Title: Re: Payable Medicare code for a comparable code of 90715,
Post by: tlewis on January 26, 2011, 10:29:53 AM
From what I can tell the only way it would be paid is with an exposer or injury code. Preventative immunizations are not covered. So I guess your options would be to have the patients sign an ABN and collect from them. If not you will have to eat the cost.
here is a link with more infor

http://www.trailblazerhealth.com/Tools/LCDs.aspx?DomainID=1
Title: Re: Payable Medicare code for a comparable code of 90715,
Post by: Urgent Care on January 26, 2011, 12:15:49 PM
That's the big problem. They do go in with an injury code are still denied as routine and have to be appealed. Gets to be a bit much when you multiply over 300 clinics across the country and having to bill and appeal every one.
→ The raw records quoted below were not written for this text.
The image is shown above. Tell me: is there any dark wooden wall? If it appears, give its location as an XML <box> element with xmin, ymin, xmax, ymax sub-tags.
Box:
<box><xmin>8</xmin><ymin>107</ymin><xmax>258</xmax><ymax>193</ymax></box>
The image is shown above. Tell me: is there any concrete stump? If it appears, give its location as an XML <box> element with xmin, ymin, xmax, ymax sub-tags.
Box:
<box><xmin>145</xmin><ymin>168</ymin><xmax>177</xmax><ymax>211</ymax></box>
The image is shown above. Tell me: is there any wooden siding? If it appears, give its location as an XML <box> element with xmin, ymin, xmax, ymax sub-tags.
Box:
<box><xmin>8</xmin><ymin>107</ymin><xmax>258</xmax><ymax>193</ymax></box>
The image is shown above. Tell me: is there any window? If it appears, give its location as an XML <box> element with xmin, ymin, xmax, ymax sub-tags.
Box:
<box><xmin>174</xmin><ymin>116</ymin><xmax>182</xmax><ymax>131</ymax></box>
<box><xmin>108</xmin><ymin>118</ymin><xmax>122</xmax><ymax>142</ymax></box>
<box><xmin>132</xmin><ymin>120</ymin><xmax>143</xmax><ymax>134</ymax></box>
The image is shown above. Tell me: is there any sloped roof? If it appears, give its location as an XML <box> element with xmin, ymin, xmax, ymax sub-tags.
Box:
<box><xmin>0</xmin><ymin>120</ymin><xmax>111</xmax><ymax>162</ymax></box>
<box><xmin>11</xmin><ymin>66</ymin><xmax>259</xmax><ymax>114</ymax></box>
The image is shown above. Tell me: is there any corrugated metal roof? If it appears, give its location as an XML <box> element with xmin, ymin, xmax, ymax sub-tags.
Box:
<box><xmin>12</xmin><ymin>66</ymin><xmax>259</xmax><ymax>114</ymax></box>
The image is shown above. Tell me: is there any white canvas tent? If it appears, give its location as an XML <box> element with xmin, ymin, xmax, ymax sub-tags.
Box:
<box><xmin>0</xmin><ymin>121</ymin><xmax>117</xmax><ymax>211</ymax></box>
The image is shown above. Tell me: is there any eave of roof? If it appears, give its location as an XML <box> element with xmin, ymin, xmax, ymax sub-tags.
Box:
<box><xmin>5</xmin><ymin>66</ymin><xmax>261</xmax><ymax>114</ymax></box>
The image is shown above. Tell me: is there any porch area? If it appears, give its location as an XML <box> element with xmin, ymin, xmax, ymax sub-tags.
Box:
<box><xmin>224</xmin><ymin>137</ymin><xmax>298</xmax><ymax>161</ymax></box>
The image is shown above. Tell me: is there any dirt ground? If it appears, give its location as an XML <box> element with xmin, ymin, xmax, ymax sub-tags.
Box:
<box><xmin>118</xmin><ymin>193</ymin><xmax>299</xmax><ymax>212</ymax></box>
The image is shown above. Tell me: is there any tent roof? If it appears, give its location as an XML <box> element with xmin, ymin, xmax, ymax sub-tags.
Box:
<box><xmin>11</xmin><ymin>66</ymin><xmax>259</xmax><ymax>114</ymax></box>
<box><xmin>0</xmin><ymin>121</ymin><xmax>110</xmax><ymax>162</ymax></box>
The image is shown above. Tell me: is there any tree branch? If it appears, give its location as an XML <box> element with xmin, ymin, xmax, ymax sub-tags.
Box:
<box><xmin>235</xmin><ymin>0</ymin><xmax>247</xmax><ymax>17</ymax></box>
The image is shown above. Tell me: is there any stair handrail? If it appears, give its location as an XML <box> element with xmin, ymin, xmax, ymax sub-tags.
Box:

Being an Urgent Care we see hundreds of injury's where patients really need th TDAP.  ???
Title: Re: Payable Medicare code for a comparable code of 90715,
Post by: tlewis on January 26, 2011, 03:15:50 PM
B. Tetanus and Diphtheria toxoids (90702, 90714, 90718) - These injections are temporarily being covered when given for an acute injury to a person who is incompletely immunized. This is due to the limited availability of the Tetanus toxoid.
When the availability of tetanus toxoid increases we may rescind coverage of these codes.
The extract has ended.